Getting a concert hall built in Helsinki was an incredibly long-drawn-out process that lasted over 70 years and demanded a tremendous amount of work for the city’s culture folk. The idea of a congress and concert centre was first raised during the term of Robert Kajanus. It came up again under Schnéevoigt: Eino Suolahti, Chairman of the Music Committee, proposed that a concert hall be built in 1937, and a committee was in fact appointed to prepare the matter in 1938. A plot of land was even reserved for it. But the Building Planning Committee delayed its decision until a study had been made of similar projects in the other Nordic countries.
The project aborted. In 1946, the matter was again raised. This time, a division was set up to look into it, and this time, the Finnish Broadcasting Company (Yle) also got involved. But once again the project was shelved, being outdone by the plan for extending the Helsinki Trade Fair Hall.
In 1954, Helsingin Sanomat raised the topic again in one of its leaders. Again the City Council set up a concert hall committee, and this time it triggered yet a third ‘orchestra war’: the idea of combining the RSO and the HPO. The reason why the project fell through this time was that the orchestras did not wish to combine.

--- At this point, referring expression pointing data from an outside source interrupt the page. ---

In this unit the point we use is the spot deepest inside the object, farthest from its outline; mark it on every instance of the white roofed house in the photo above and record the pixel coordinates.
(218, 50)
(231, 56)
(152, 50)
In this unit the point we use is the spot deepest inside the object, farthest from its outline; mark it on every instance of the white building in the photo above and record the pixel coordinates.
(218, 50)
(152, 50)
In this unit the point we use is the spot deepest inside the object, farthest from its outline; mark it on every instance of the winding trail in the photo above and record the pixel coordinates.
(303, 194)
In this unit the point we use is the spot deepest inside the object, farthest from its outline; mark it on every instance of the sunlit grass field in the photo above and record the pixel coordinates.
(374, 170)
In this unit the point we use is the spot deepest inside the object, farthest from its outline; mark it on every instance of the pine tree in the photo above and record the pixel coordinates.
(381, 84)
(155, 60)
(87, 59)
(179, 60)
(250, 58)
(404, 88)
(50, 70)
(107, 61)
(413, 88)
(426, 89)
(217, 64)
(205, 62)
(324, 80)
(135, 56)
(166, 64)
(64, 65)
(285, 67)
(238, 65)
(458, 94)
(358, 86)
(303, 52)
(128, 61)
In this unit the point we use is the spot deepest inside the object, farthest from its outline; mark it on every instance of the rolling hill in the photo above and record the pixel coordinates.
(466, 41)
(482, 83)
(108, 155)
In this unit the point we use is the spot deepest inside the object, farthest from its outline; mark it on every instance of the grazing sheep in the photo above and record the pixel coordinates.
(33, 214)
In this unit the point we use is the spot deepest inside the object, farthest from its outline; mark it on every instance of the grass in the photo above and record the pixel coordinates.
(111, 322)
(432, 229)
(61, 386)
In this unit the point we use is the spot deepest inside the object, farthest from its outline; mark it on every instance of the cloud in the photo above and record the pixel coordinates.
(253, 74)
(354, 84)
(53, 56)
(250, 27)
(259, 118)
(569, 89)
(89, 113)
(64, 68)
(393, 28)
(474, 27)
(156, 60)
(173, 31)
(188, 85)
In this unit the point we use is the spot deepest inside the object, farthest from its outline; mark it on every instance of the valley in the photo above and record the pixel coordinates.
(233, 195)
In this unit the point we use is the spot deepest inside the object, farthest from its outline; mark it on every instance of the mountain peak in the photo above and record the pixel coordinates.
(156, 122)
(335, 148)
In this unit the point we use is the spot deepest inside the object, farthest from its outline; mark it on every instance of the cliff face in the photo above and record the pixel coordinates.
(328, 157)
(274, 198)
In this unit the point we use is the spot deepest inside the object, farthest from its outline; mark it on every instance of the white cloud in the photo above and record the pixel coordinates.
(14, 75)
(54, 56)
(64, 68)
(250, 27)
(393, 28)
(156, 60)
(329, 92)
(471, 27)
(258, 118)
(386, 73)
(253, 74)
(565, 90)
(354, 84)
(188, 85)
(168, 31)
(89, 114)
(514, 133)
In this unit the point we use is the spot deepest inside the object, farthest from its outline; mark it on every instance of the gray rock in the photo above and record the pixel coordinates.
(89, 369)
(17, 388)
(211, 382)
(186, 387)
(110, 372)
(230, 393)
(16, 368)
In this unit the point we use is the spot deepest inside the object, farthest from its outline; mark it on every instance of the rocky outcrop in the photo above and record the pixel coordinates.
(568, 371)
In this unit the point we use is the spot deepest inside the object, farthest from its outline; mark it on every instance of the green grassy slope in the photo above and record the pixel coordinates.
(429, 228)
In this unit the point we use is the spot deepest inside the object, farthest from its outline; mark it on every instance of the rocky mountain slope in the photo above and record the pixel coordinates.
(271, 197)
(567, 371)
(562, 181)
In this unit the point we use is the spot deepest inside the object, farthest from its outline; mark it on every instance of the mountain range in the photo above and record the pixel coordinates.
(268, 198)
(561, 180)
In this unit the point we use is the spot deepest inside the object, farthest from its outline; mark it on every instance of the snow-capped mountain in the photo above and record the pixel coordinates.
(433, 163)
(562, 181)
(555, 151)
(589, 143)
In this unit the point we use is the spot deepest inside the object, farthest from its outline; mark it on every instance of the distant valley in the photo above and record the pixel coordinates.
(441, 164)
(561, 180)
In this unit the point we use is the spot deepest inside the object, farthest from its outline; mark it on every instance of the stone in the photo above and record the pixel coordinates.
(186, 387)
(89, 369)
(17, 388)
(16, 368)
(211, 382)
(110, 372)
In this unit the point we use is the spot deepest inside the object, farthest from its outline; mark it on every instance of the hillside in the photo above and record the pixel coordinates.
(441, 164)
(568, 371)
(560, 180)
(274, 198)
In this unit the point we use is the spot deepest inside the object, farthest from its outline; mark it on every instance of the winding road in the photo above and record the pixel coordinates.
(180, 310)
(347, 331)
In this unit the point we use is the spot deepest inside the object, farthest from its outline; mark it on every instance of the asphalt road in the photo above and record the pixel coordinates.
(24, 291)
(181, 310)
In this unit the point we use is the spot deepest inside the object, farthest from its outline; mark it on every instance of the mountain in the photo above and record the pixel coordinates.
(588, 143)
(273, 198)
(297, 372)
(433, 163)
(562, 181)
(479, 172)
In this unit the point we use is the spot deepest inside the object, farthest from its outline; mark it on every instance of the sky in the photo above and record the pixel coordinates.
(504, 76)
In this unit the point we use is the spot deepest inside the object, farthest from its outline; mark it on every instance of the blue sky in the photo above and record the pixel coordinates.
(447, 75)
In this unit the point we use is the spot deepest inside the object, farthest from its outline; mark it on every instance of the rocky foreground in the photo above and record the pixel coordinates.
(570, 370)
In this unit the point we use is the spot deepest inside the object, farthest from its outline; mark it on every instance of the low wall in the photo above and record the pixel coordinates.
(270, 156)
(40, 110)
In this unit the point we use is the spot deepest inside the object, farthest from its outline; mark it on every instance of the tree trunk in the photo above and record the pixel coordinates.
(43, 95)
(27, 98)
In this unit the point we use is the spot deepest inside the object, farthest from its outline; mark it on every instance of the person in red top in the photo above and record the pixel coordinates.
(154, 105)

Spring 1961 saw the announcement of a town plan by Alvar Aalto for Helsinki city centre. This plan reserved the land along the shore of Töölö Bay for various cultural facilities.
In early 1962, Helsinki City Council proposed that a congress and concert centre be built. This time, it would also include premises for the Finnish National Opera. The Council proposed that it be built on the waterside plot designated in Aalto’s plan, but excluding the National Opera. After lengthy political wrangling, the motion was passed and the Finlandia Hall project was born.
The actual building of Finlandia Hall got off to an “excruciatingly slow start”, as Matti Vainio put it. The construction project was surrounded by considerable political bickering and many attempts were made to prevent the hall from being built. One thorny issue was whether the hall was to be used first and foremost for congresses or for concerts.
Despite the discordant atmosphere, the hall was finally finished, though not until a new decade, the 1970s, had dawned. To mark the official opening, a composition competition was held. The inauguration of Finlandia Hall was celebrated with a symphony concert on 2nd December 1971 and a pop concert on 5th December 1971. At last, the Helsinki Philharmonic Orchestra had the use of a concert hall of its own.